Expected Outcomes Under TEAM
The TEAM model aims to achieve:
- Reduced avoidable readmissions
- Shorter recovery times
- Lower total episode costs
- Stronger alignment across care settings
- Enhanced patient experience
- Better long-term outcomes through primary care linkage.
These results require investments in care coordination infrastructure, analytics, and partnership frameworks.
Conclusion: TEAM as a Value-Based Catalyst
The CMS TEAM Model represents one of the most significant shifts in Medicare payment strategy in recent years.
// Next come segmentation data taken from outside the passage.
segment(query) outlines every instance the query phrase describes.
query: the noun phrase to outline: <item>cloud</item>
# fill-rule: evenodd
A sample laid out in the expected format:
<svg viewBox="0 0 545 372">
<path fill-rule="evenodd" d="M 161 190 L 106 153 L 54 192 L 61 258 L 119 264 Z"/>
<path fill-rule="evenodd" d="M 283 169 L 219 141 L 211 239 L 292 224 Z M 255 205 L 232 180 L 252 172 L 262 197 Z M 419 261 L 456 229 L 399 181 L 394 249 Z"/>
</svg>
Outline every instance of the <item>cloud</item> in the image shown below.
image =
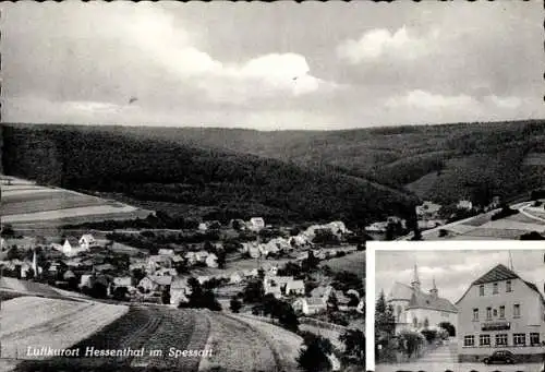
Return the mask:
<svg viewBox="0 0 545 372">
<path fill-rule="evenodd" d="M 382 57 L 391 57 L 402 60 L 414 60 L 427 52 L 427 44 L 439 37 L 439 32 L 416 37 L 405 26 L 395 33 L 385 28 L 376 28 L 364 33 L 359 39 L 348 39 L 337 48 L 337 55 L 341 60 L 351 64 L 365 61 L 376 61 Z"/>
<path fill-rule="evenodd" d="M 411 91 L 403 96 L 391 97 L 386 101 L 386 106 L 392 108 L 405 106 L 433 110 L 471 107 L 476 105 L 479 105 L 479 103 L 468 95 L 444 96 L 421 89 Z"/>
</svg>

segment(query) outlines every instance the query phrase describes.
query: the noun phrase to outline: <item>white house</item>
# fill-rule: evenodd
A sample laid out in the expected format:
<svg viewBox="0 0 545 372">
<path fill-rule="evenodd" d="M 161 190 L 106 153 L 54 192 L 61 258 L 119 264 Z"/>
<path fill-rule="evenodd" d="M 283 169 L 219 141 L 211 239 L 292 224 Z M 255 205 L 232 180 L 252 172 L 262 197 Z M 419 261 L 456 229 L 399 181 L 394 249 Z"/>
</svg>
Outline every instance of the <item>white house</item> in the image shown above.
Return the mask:
<svg viewBox="0 0 545 372">
<path fill-rule="evenodd" d="M 114 287 L 130 287 L 132 285 L 132 278 L 130 276 L 117 276 L 113 278 Z"/>
<path fill-rule="evenodd" d="M 157 252 L 157 253 L 159 255 L 170 255 L 170 256 L 173 256 L 174 255 L 174 250 L 161 248 L 161 249 L 159 249 L 159 252 Z"/>
<path fill-rule="evenodd" d="M 458 323 L 458 309 L 448 299 L 439 297 L 435 279 L 428 293 L 421 290 L 416 266 L 411 285 L 395 283 L 387 303 L 393 308 L 396 332 L 420 329 L 426 324 L 437 326 L 444 322 L 452 325 Z"/>
<path fill-rule="evenodd" d="M 458 209 L 467 209 L 467 211 L 470 211 L 473 208 L 473 203 L 471 203 L 470 201 L 468 200 L 461 200 L 458 202 L 458 204 L 456 205 L 456 207 Z"/>
<path fill-rule="evenodd" d="M 416 216 L 419 219 L 437 219 L 439 216 L 440 204 L 435 204 L 429 201 L 425 201 L 422 205 L 416 206 Z"/>
<path fill-rule="evenodd" d="M 240 272 L 234 272 L 229 276 L 229 283 L 240 284 L 244 279 L 244 276 Z"/>
<path fill-rule="evenodd" d="M 293 301 L 292 308 L 296 312 L 311 315 L 325 311 L 327 309 L 327 303 L 319 297 L 301 297 Z"/>
<path fill-rule="evenodd" d="M 84 233 L 80 238 L 80 247 L 84 250 L 88 250 L 92 245 L 96 244 L 95 238 L 90 233 Z"/>
<path fill-rule="evenodd" d="M 265 228 L 265 220 L 263 217 L 252 217 L 250 218 L 247 228 L 250 230 L 259 231 Z"/>
<path fill-rule="evenodd" d="M 138 283 L 138 287 L 149 291 L 160 291 L 172 283 L 171 276 L 148 275 Z"/>
<path fill-rule="evenodd" d="M 218 267 L 218 256 L 214 253 L 208 254 L 205 262 L 208 267 Z"/>
<path fill-rule="evenodd" d="M 305 284 L 303 280 L 291 280 L 286 284 L 286 295 L 304 296 Z"/>
<path fill-rule="evenodd" d="M 170 304 L 178 305 L 180 302 L 189 302 L 189 295 L 191 295 L 191 288 L 187 285 L 187 278 L 172 278 L 170 284 Z"/>
</svg>

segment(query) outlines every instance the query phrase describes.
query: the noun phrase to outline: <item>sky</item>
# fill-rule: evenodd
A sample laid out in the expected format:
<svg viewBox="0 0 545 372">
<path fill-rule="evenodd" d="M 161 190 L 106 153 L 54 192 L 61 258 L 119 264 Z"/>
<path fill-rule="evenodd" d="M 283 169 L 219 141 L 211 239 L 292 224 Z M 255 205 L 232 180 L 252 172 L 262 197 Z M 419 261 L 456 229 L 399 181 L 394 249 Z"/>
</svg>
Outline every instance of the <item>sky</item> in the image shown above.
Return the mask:
<svg viewBox="0 0 545 372">
<path fill-rule="evenodd" d="M 545 117 L 530 2 L 3 2 L 4 122 L 335 130 Z"/>
<path fill-rule="evenodd" d="M 545 263 L 543 250 L 512 249 L 514 272 L 524 280 L 534 283 L 543 293 Z M 471 286 L 497 264 L 509 267 L 507 250 L 457 251 L 377 251 L 375 257 L 375 293 L 384 288 L 387 296 L 395 281 L 410 285 L 414 265 L 417 265 L 421 289 L 427 292 L 433 279 L 439 297 L 456 303 Z"/>
</svg>

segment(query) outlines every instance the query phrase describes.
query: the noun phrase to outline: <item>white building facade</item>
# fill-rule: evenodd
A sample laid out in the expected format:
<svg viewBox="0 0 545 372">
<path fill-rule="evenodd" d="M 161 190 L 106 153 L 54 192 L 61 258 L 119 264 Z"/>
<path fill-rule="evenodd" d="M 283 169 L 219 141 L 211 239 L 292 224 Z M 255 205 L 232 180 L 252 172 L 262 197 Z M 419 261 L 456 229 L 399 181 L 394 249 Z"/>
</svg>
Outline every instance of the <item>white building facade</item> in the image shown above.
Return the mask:
<svg viewBox="0 0 545 372">
<path fill-rule="evenodd" d="M 519 362 L 542 361 L 545 299 L 533 283 L 500 264 L 473 281 L 457 305 L 460 361 L 482 361 L 496 350 Z"/>
</svg>

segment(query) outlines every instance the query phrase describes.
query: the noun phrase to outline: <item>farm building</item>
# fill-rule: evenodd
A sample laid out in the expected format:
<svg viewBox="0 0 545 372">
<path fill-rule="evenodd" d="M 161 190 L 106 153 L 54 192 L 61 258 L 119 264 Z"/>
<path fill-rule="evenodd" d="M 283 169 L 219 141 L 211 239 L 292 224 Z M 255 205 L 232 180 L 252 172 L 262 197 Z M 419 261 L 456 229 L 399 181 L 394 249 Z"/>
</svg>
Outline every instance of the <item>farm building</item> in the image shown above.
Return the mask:
<svg viewBox="0 0 545 372">
<path fill-rule="evenodd" d="M 205 262 L 208 267 L 218 267 L 218 256 L 214 253 L 208 254 Z"/>
<path fill-rule="evenodd" d="M 292 280 L 286 284 L 286 295 L 304 296 L 305 284 L 303 280 Z"/>
<path fill-rule="evenodd" d="M 174 250 L 161 248 L 159 250 L 158 254 L 159 255 L 170 255 L 170 256 L 173 256 L 174 255 Z"/>
<path fill-rule="evenodd" d="M 88 250 L 92 245 L 96 244 L 95 238 L 90 233 L 84 233 L 78 241 L 82 249 Z"/>
<path fill-rule="evenodd" d="M 146 291 L 161 291 L 167 289 L 172 283 L 171 276 L 156 276 L 148 275 L 138 283 L 138 287 L 144 288 Z"/>
<path fill-rule="evenodd" d="M 229 283 L 231 284 L 240 284 L 242 283 L 242 280 L 244 280 L 244 275 L 241 274 L 240 272 L 234 272 L 229 277 Z"/>
<path fill-rule="evenodd" d="M 130 287 L 132 285 L 132 278 L 130 276 L 117 276 L 113 278 L 114 287 Z"/>
<path fill-rule="evenodd" d="M 292 303 L 292 308 L 296 312 L 302 312 L 305 315 L 316 314 L 327 309 L 327 303 L 319 297 L 299 298 Z"/>
<path fill-rule="evenodd" d="M 265 228 L 265 220 L 263 217 L 252 217 L 250 218 L 247 228 L 253 231 L 259 231 Z"/>
<path fill-rule="evenodd" d="M 458 209 L 471 211 L 473 208 L 473 203 L 471 203 L 471 201 L 468 201 L 468 200 L 461 200 L 458 202 L 456 207 Z"/>
</svg>

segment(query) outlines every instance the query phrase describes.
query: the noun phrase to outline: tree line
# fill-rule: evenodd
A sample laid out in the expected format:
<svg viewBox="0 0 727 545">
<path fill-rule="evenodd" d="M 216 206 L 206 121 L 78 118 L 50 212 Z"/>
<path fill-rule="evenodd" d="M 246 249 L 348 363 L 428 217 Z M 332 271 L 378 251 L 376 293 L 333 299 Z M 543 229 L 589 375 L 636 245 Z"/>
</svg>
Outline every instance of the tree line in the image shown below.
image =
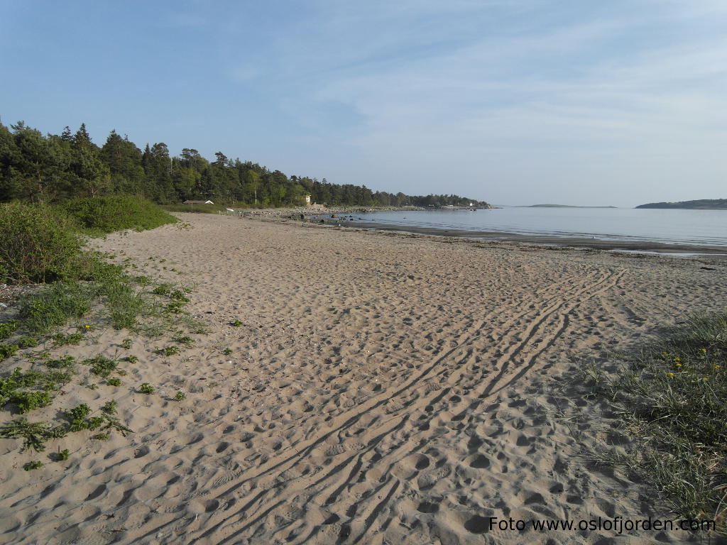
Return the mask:
<svg viewBox="0 0 727 545">
<path fill-rule="evenodd" d="M 325 178 L 271 171 L 251 161 L 231 159 L 222 152 L 210 161 L 185 148 L 172 156 L 164 142 L 142 150 L 111 131 L 99 147 L 85 124 L 76 132 L 44 136 L 19 121 L 0 123 L 0 202 L 21 200 L 55 203 L 78 197 L 127 193 L 159 204 L 210 200 L 218 204 L 276 207 L 297 206 L 305 195 L 329 206 L 486 206 L 483 201 L 457 195 L 409 195 L 374 192 L 366 186 L 329 183 Z"/>
</svg>

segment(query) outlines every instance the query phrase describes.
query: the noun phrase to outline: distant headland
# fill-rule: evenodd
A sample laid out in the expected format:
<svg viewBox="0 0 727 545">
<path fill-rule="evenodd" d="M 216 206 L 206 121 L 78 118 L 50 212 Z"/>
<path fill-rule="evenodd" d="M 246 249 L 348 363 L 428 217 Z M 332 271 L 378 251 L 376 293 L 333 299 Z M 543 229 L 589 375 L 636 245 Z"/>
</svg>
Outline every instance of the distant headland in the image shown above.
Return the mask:
<svg viewBox="0 0 727 545">
<path fill-rule="evenodd" d="M 648 203 L 636 208 L 678 208 L 692 210 L 727 210 L 727 198 L 703 198 L 699 201 L 680 201 L 676 203 Z"/>
<path fill-rule="evenodd" d="M 616 206 L 576 206 L 571 204 L 531 204 L 518 208 L 616 208 Z"/>
</svg>

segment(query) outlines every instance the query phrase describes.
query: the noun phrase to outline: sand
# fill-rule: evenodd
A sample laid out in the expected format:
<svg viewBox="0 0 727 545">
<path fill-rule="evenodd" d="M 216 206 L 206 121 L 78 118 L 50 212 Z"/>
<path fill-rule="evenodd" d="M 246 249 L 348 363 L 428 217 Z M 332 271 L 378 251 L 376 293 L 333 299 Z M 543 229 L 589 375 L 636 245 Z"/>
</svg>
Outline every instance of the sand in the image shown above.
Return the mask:
<svg viewBox="0 0 727 545">
<path fill-rule="evenodd" d="M 63 463 L 0 440 L 0 541 L 691 539 L 521 532 L 491 528 L 489 517 L 676 518 L 643 483 L 589 462 L 587 449 L 628 440 L 584 397 L 578 369 L 608 368 L 609 350 L 638 346 L 684 312 L 723 307 L 723 261 L 180 215 L 187 228 L 96 244 L 193 287 L 189 310 L 210 332 L 169 357 L 154 352 L 168 339 L 113 330 L 49 345 L 139 358 L 112 396 L 134 432 L 52 442 L 49 451 L 71 450 Z M 137 393 L 142 382 L 157 391 Z M 97 406 L 108 388 L 69 384 L 54 411 Z M 185 400 L 170 399 L 177 389 Z M 24 472 L 28 459 L 46 466 Z"/>
</svg>

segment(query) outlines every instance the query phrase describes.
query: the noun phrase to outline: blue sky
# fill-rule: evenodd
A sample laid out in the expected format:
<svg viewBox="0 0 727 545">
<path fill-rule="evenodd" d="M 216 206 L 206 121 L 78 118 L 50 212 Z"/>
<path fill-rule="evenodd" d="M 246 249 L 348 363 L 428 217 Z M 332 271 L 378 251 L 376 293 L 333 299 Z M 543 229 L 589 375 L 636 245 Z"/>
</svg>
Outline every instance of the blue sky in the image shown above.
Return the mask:
<svg viewBox="0 0 727 545">
<path fill-rule="evenodd" d="M 0 120 L 502 204 L 727 198 L 724 0 L 0 0 Z"/>
</svg>

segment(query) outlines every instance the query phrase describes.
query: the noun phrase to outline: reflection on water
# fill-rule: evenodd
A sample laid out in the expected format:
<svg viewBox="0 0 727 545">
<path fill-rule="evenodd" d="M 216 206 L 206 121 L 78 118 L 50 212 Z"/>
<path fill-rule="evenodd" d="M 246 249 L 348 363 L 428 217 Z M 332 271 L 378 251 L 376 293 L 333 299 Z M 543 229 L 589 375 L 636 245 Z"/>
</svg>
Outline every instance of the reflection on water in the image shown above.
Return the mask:
<svg viewBox="0 0 727 545">
<path fill-rule="evenodd" d="M 502 208 L 355 214 L 369 222 L 451 230 L 727 246 L 727 210 Z"/>
</svg>

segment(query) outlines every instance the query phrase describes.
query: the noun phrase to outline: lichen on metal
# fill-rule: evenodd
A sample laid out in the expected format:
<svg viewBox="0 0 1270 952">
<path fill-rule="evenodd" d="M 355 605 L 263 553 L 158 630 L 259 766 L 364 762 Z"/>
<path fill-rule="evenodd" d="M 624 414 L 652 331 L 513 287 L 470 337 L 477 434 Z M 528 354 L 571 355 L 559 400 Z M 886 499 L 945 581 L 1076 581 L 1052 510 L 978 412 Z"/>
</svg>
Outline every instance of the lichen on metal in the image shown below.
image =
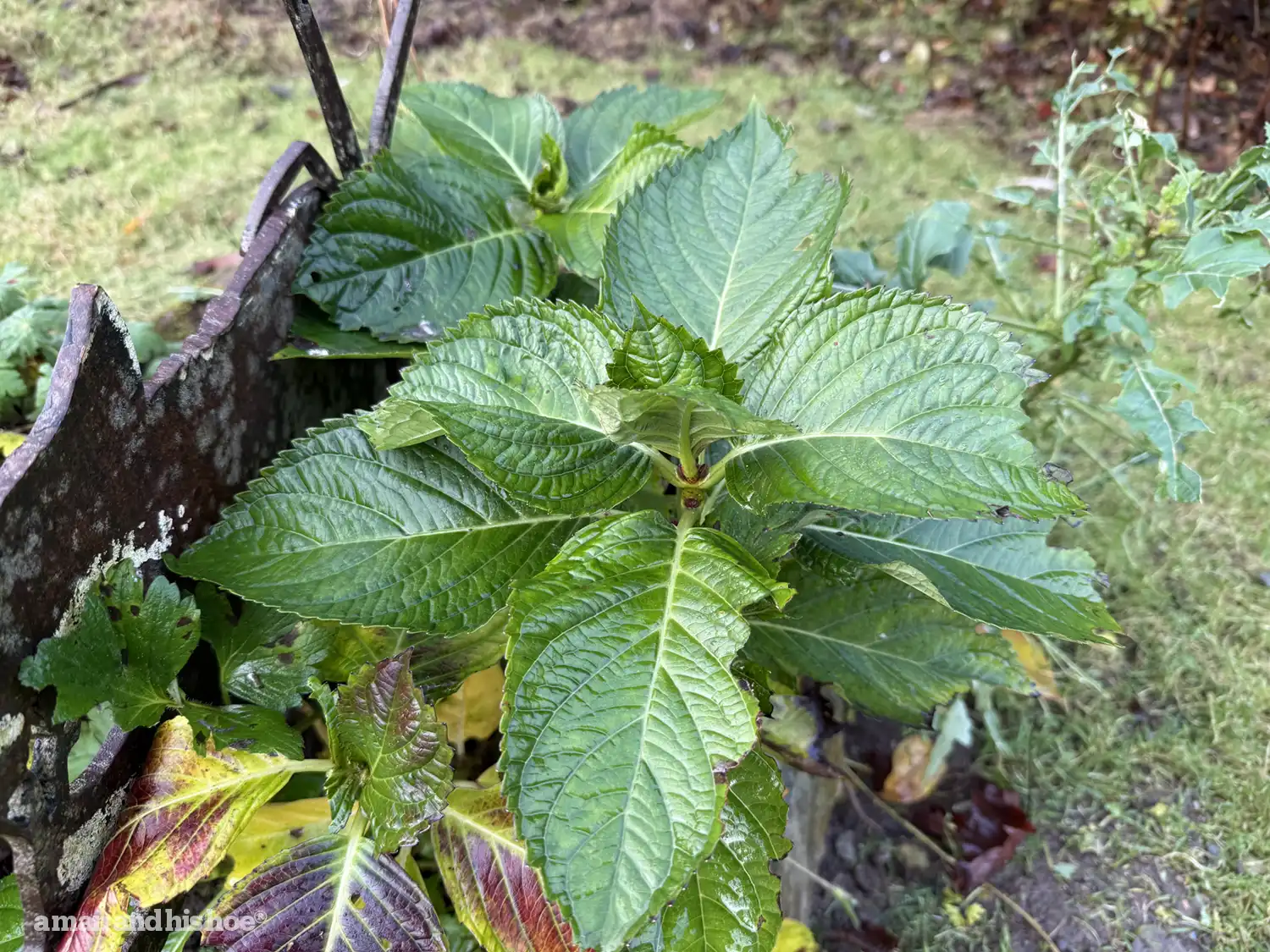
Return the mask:
<svg viewBox="0 0 1270 952">
<path fill-rule="evenodd" d="M 291 283 L 326 194 L 307 182 L 273 211 L 149 382 L 105 292 L 75 288 L 44 411 L 0 466 L 0 836 L 41 906 L 33 914 L 75 910 L 117 812 L 105 807 L 123 802 L 150 732 L 116 731 L 70 784 L 77 726 L 52 722 L 52 691 L 19 683 L 23 658 L 75 614 L 103 569 L 132 559 L 157 571 L 155 560 L 203 534 L 295 437 L 387 385 L 385 362 L 269 359 L 286 343 Z"/>
</svg>

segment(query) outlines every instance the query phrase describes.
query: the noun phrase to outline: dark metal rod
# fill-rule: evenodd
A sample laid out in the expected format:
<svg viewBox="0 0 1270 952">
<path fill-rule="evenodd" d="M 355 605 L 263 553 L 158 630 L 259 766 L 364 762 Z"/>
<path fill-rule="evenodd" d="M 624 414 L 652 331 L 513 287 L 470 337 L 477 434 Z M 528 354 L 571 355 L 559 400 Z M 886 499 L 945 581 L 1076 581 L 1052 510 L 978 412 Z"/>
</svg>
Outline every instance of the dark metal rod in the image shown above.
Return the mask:
<svg viewBox="0 0 1270 952">
<path fill-rule="evenodd" d="M 334 194 L 335 189 L 339 188 L 335 173 L 330 170 L 326 160 L 316 149 L 307 142 L 292 142 L 269 169 L 269 174 L 264 176 L 264 182 L 255 192 L 255 199 L 246 213 L 246 225 L 243 226 L 243 241 L 239 244 L 239 250 L 244 255 L 251 248 L 251 242 L 264 222 L 273 215 L 273 209 L 286 198 L 287 190 L 301 169 L 307 169 L 309 175 L 318 183 L 318 188 L 328 195 Z"/>
<path fill-rule="evenodd" d="M 410 58 L 410 43 L 414 38 L 414 22 L 419 15 L 420 0 L 398 0 L 392 15 L 392 33 L 389 48 L 384 55 L 384 71 L 380 72 L 380 88 L 375 91 L 375 109 L 371 112 L 370 152 L 375 155 L 392 143 L 392 124 L 396 122 L 396 105 L 401 98 L 401 83 L 405 79 L 405 65 Z"/>
<path fill-rule="evenodd" d="M 335 161 L 347 178 L 362 165 L 362 147 L 357 143 L 357 129 L 353 128 L 353 117 L 340 91 L 335 67 L 330 62 L 330 53 L 326 52 L 309 0 L 283 0 L 283 3 L 287 17 L 291 18 L 291 27 L 296 30 L 305 66 L 309 67 L 309 77 L 314 81 L 314 93 L 318 94 L 323 118 L 326 119 L 326 132 L 335 150 Z"/>
</svg>

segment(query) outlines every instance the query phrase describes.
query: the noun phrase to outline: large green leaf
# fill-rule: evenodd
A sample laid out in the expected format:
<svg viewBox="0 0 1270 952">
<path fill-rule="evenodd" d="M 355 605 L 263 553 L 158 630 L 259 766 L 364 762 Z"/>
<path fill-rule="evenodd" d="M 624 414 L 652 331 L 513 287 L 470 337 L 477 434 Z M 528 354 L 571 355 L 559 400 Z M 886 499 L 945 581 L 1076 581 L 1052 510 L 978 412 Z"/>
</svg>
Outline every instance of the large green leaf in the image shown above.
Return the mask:
<svg viewBox="0 0 1270 952">
<path fill-rule="evenodd" d="M 345 418 L 284 451 L 174 567 L 307 618 L 457 633 L 575 526 L 511 505 L 443 447 L 377 452 Z"/>
<path fill-rule="evenodd" d="M 842 513 L 803 529 L 800 560 L 815 567 L 876 565 L 961 614 L 1001 628 L 1106 640 L 1119 631 L 1093 590 L 1082 550 L 1052 548 L 1053 522 L 913 519 Z"/>
<path fill-rule="evenodd" d="M 1181 259 L 1167 272 L 1149 275 L 1160 282 L 1165 307 L 1177 307 L 1193 292 L 1212 291 L 1226 300 L 1232 278 L 1246 278 L 1270 264 L 1270 250 L 1260 237 L 1228 240 L 1222 228 L 1205 228 L 1191 236 Z"/>
<path fill-rule="evenodd" d="M 751 618 L 745 656 L 787 678 L 831 682 L 847 701 L 916 722 L 974 680 L 1029 691 L 999 635 L 888 575 L 853 584 L 786 567 L 798 598 L 785 614 Z"/>
<path fill-rule="evenodd" d="M 444 952 L 423 892 L 361 836 L 321 836 L 278 853 L 239 882 L 203 932 L 231 952 Z"/>
<path fill-rule="evenodd" d="M 715 772 L 754 741 L 740 611 L 789 589 L 650 512 L 582 529 L 511 603 L 503 790 L 582 948 L 612 952 L 719 834 Z"/>
<path fill-rule="evenodd" d="M 635 319 L 613 350 L 608 382 L 624 390 L 705 387 L 728 397 L 740 396 L 737 364 L 687 327 L 650 314 L 635 301 Z"/>
<path fill-rule="evenodd" d="M 470 311 L 555 283 L 555 250 L 503 197 L 453 160 L 408 169 L 387 151 L 326 203 L 296 291 L 345 330 L 428 340 Z"/>
<path fill-rule="evenodd" d="M 846 180 L 795 175 L 782 132 L 752 109 L 622 204 L 605 246 L 606 306 L 630 325 L 638 296 L 740 359 L 806 297 L 847 193 Z"/>
<path fill-rule="evenodd" d="M 55 721 L 72 721 L 109 703 L 123 730 L 149 727 L 177 707 L 177 673 L 198 645 L 193 598 L 164 578 L 145 588 L 131 561 L 93 586 L 77 623 L 44 638 L 22 663 L 28 688 L 57 688 Z"/>
<path fill-rule="evenodd" d="M 801 433 L 738 447 L 728 489 L 752 509 L 1078 512 L 1020 433 L 1029 364 L 997 325 L 942 298 L 876 288 L 806 305 L 751 364 L 743 396 Z"/>
<path fill-rule="evenodd" d="M 470 83 L 422 83 L 401 93 L 444 152 L 528 197 L 542 164 L 542 136 L 564 142 L 555 107 L 535 93 L 503 98 Z"/>
<path fill-rule="evenodd" d="M 616 446 L 584 388 L 605 380 L 620 331 L 582 305 L 511 301 L 472 315 L 392 388 L 446 430 L 512 496 L 552 512 L 616 505 L 652 472 Z"/>
<path fill-rule="evenodd" d="M 564 256 L 570 269 L 589 278 L 605 273 L 605 236 L 617 206 L 658 169 L 691 150 L 655 126 L 636 126 L 607 174 L 578 195 L 569 207 L 544 215 L 537 225 Z"/>
<path fill-rule="evenodd" d="M 1203 491 L 1200 475 L 1179 457 L 1191 433 L 1206 433 L 1190 400 L 1168 406 L 1184 377 L 1133 358 L 1120 377 L 1120 396 L 1111 405 L 1133 429 L 1144 433 L 1160 453 L 1161 495 L 1177 503 L 1198 503 Z"/>
<path fill-rule="evenodd" d="M 455 914 L 486 952 L 575 952 L 497 787 L 456 787 L 432 847 Z"/>
<path fill-rule="evenodd" d="M 757 750 L 728 773 L 723 835 L 683 892 L 632 943 L 635 952 L 772 952 L 781 881 L 770 864 L 790 849 L 781 772 Z"/>
<path fill-rule="evenodd" d="M 343 826 L 357 803 L 378 852 L 418 843 L 446 810 L 455 751 L 410 679 L 409 651 L 366 665 L 334 703 L 325 688 L 316 696 L 335 762 L 326 777 L 331 825 Z"/>
<path fill-rule="evenodd" d="M 754 416 L 734 400 L 705 387 L 593 387 L 587 391 L 587 401 L 613 442 L 641 443 L 677 457 L 686 454 L 681 451 L 685 443 L 696 458 L 716 439 L 798 433 L 787 423 Z"/>
<path fill-rule="evenodd" d="M 714 109 L 723 95 L 707 89 L 621 86 L 601 93 L 564 121 L 565 161 L 575 193 L 606 173 L 639 123 L 674 132 Z"/>
</svg>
By holding hospitals accountable for entire episodes, from surgery through 30 days after discharge — TEAM pushes care coordination and quality improvement front and center.
To succeed, organizations must build technology-enabled, data-driven, partnership-oriented approaches to post-acute care, turning fragmented handoffs into seamless continuums of care.
For SNFs and health systems alike, early strategic alignment with TEAM requirements is not just compliance, it’s a competitive advantage in a value-based future.
Frequently Asked Questions
1. When does TEAM take effect?
The mandatory phase begins January 1, 2026, and will run through December 31, 2030.
2. Which hospitals are required to participate?
Hospitals located in selected Core-Based Statistical Areas (CBSAs) are mandated to participate, with criteria ending prior to voluntary bundled payment models.
3. What procedures does TEAM cover?
TEAM includes coronary artery bypass graft, joint replacement, spinal fusion, surgical hip and femur fracture treatment, and major bowel procedures.
4. Can hospitals choose their post-acute partners?
Yes. Hospitals can design preferred PAC networks based on performance, cost, and quality, creating opportunities for SNFs that demonstrate strong outcomes.
5. How does quality affect payment?
Quality performance influences reconciliation results — high performers may receive bonuses, while lower performers may see reduced reconciliation gains or penalties.